Monday, August 4, 2014

URL-Safe Compressed and Enhanced UUID/GUID

Below is a simple method to compress a UUID (128 bits represented by 32 hexadecimal characters with an additional 4 separator characters) into a 22 character string (base64). But, a 22 character base64 string can actually hold 132 bits of data (6 bits per char X 22 chars).

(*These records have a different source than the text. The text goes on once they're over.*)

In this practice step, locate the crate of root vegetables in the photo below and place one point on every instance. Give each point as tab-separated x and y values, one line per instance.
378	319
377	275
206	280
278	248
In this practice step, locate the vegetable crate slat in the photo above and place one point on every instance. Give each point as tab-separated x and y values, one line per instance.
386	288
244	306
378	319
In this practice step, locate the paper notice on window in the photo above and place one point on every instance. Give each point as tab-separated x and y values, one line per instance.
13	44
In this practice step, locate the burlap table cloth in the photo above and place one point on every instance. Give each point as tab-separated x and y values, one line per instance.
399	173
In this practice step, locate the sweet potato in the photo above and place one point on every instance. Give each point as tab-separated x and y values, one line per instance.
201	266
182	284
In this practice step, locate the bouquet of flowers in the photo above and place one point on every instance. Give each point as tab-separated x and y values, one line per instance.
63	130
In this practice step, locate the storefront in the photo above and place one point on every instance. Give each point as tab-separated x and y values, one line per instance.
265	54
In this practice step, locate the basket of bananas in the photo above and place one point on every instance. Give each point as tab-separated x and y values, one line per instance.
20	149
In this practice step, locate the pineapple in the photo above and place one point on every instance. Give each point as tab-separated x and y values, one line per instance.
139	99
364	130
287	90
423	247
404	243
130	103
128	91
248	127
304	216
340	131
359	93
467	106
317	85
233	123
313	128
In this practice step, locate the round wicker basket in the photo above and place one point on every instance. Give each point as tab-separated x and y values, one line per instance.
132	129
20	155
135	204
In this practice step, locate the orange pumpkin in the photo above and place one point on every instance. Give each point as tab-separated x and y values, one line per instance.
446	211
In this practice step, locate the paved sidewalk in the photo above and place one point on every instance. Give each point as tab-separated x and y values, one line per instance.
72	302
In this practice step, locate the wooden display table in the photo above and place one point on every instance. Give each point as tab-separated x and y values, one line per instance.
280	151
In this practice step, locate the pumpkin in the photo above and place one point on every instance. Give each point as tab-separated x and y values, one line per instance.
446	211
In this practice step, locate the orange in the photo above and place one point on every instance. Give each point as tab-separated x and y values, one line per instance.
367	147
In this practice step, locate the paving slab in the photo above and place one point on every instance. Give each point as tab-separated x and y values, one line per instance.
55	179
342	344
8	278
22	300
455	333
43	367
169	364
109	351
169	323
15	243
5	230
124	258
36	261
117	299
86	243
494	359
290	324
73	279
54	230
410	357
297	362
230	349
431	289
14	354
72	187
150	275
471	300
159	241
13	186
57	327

As such, this method injects 4 additional random bits of data which increases the potential number of available unique identifiers by a factor of 16.

In addition, all the selected base64 characters are URL-safe.

Example:

This UUID : 7e47c34a-eebc-4387-b5a4-c6b558bdc407

is compressed down to this: 35Hw0ruvEOHbWkxrVYvcQH

public class KeyGen {

    private KeyGen() {
    } // constructor

    // base64url, see:  http://tools.ietf.org/html/rfc4648 section 5
    private static String chars
        = "ABCDEFGHIJKLMNOPQRSTUVWXYZabcdefghijklmnopqrstuvwxyz0123456789-_";

    /**
     * Generates a UUID and compresses it into a base 64 character string;  this
     * results in a 22 character string and since each character represents 6 bits
     * of data that means the result can represent up to 132 bits.  However, since
     * a UUID is only 128 bits, 4 additional randomize bits are inserted into the
     * result (if desired); this means that the number of available unique IDs is
     * increased by a factor of 16
     *
     * @param enhanced specifies whether or not to enhance the result with 4
     *                 additional bits of data since a 22 base64 characters
     *                 can hold 132 bits of data and a UUID is only 128 bits
     * @return a 22 character string where each character is from the file and url safe
     * base64 character set [A-Za-z0-9-_]
     */
    public static String getCompressedUuid(boolean enhanced) {
        UUID uuid = UUID.randomUUID();
        return compressLong(uuid.getMostSignificantBits(), enhanced)
               + compressLong(uuid.getLeastSignificantBits(), enhanced);
    } // getCompressedUuid()

    // compress a 64 bit number into 11 6-bit characters
    private static String compressLong(long key, boolean enhance) {
        // randomize 2 bits as a prefix for the leftmost character which would
        // otherwise only have 4 bits of data in the 6 bits
        long prefix = enhance ? (long)(Math.random() * 4) << 62 : 0;

        // extract the first 6-bit character from the key
        String result = "" + chars.charAt((int)(key & 0x3f));

        // shifting in 2 extra random bits since we have the room
        key = ((key >>> 2) | prefix) >>> 4;

        // iterate thru the next 10 characters
        for (int i = 1; i < 11; i++) {
            // strip off the last 6 bits from the key, look up the matching character
            // and prepend that character to the result
            result = chars.charAt((int)(key & 0x3f)) + result;
            // logical bit shift right so we can isolate the next 6 bits
            key = key >>> 6;
        }

        return result;
    } // compressLong()

} // class KeyGen